Over the past three days, as different US, French, British and German officials have commented on the ball landing in Iran's court and for it to be returned to the JCPOA, these countries' media outlets have led the public opinion that there is room for multilateralism and diplomacy in the JCPOA case; it is Iran that has not responded to the US Secretary of State's indirect offer to attend a consultative meeting. The other side has not merely limited itself to these political and media constructions but has also provided the prerequisites for accusing Iran technically.
While, Rafael Grossi is heading to Tehran for the second time in six months to meet with Ali Akbar Salehi, the head of the Atomic Energy Organization, and other Iranian officials to halt the voluntary implementation of the protocol, Reuters has raised a new accusation against Iran. The agency quoted unnamed sources as saying that the IAEA had found uranium particles at two Iranian nuclear sites which it had inspected months before. Although Iran has denied the allegations, it appears that the plot was made on the eve of Grossi's visit to Tehran with the aim of putting pressure on Iran and gaining concessions.

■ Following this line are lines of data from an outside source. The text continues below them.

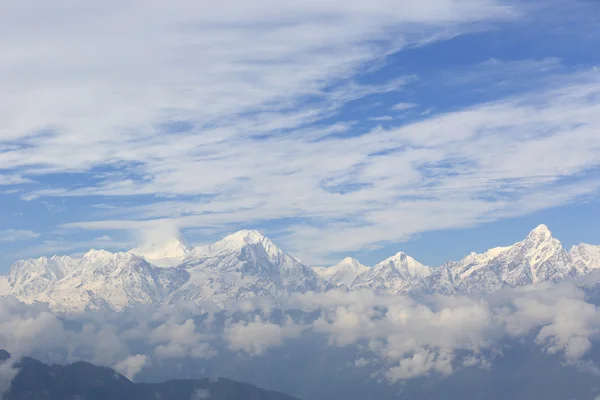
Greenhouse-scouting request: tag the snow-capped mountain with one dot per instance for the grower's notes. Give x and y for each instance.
(538, 258)
(169, 254)
(98, 280)
(342, 274)
(245, 265)
(397, 274)
(248, 265)
(586, 257)
(240, 266)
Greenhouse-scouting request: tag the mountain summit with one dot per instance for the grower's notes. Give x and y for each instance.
(248, 265)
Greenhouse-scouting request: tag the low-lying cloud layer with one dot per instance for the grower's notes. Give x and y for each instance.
(393, 338)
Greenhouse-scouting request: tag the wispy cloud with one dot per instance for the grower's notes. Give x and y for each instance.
(17, 235)
(403, 106)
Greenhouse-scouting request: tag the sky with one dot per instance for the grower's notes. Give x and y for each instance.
(334, 127)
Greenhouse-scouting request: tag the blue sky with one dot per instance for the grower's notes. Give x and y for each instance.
(336, 128)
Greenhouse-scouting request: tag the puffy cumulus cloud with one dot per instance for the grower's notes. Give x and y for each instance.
(7, 373)
(179, 340)
(391, 338)
(257, 336)
(419, 338)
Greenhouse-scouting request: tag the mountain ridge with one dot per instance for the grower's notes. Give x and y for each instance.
(247, 265)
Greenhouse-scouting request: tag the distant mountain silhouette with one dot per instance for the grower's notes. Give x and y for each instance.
(85, 381)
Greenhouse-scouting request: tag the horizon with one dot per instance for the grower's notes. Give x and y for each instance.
(458, 124)
(181, 240)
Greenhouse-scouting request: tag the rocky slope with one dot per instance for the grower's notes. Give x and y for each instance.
(247, 265)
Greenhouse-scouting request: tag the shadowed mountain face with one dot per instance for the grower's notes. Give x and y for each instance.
(84, 381)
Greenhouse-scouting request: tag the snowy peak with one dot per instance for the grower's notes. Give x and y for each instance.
(241, 239)
(405, 265)
(344, 273)
(586, 257)
(169, 253)
(397, 274)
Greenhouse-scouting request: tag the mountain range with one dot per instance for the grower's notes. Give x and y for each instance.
(81, 380)
(247, 265)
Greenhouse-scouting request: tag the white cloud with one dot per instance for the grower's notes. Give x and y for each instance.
(185, 91)
(132, 365)
(395, 336)
(491, 161)
(403, 106)
(16, 235)
(256, 337)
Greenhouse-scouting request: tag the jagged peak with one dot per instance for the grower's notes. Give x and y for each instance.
(246, 235)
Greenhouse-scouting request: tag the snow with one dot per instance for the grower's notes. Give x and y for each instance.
(168, 254)
(342, 274)
(248, 265)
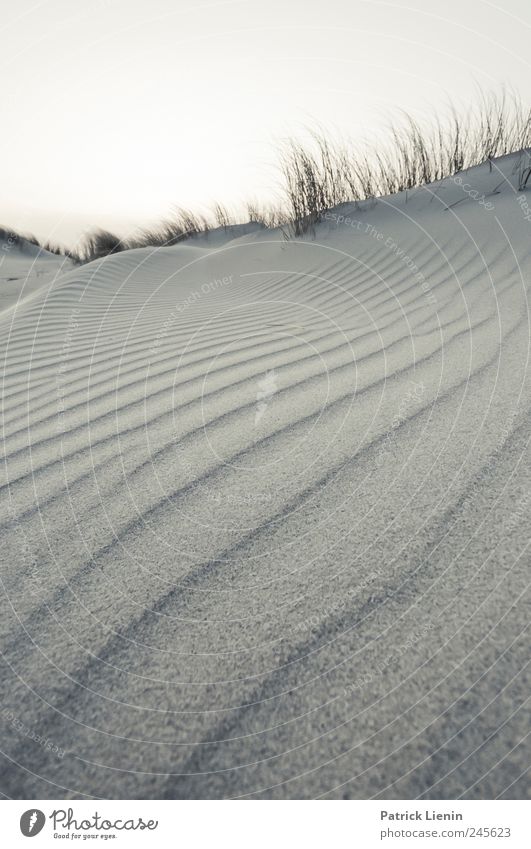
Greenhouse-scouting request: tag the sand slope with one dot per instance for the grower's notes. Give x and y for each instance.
(265, 510)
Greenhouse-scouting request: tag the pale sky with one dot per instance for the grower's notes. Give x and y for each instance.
(113, 111)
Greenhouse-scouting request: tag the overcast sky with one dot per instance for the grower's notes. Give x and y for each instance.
(115, 110)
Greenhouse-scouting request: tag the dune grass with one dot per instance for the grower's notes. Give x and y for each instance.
(320, 173)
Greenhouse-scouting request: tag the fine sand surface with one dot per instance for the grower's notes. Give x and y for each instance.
(265, 508)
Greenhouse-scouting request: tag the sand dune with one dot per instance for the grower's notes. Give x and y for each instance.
(265, 508)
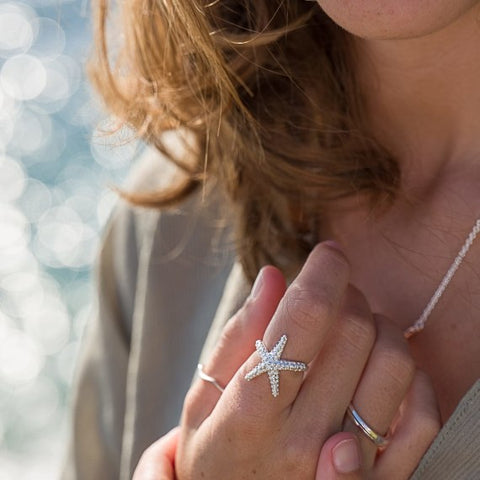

By putting this claim alongside Tehran's determination to reduce the level of inspections of nuclear facilities, one can see that the other side is trying to raise suspicion of Iran's nuclear program being on a military path.
Regardless of considering these developments as a political show and an attempt to change the game, or as an inadequate but positive step in reviving the JCPOA, an examination of the reactions of other countries, including Russia and China, to the consultations and stances of the three European countries and the US shows that they have welcomed these stances. Although the JCPOA's path had slipped as a result of the counterparties' commitment, Biden's claim to resort to diplomacy requires calculated political steps by Iran.
Iran can simultaneously carry out its previous threat to halt the voluntary implementation of the Additional Protocol, but, like the other side, can also raise the flag of diplomacy and dialogue. Despite continuing the policy of maximum pressure against Iran for the past thirty days, Joe Biden is considered a different successor to Donald Trump. He has shown maximum recourse to diplomacy in the last three days. In response, Iran can also embrace diplomatic solutions while continuing to pursue a policy of maximum resistance.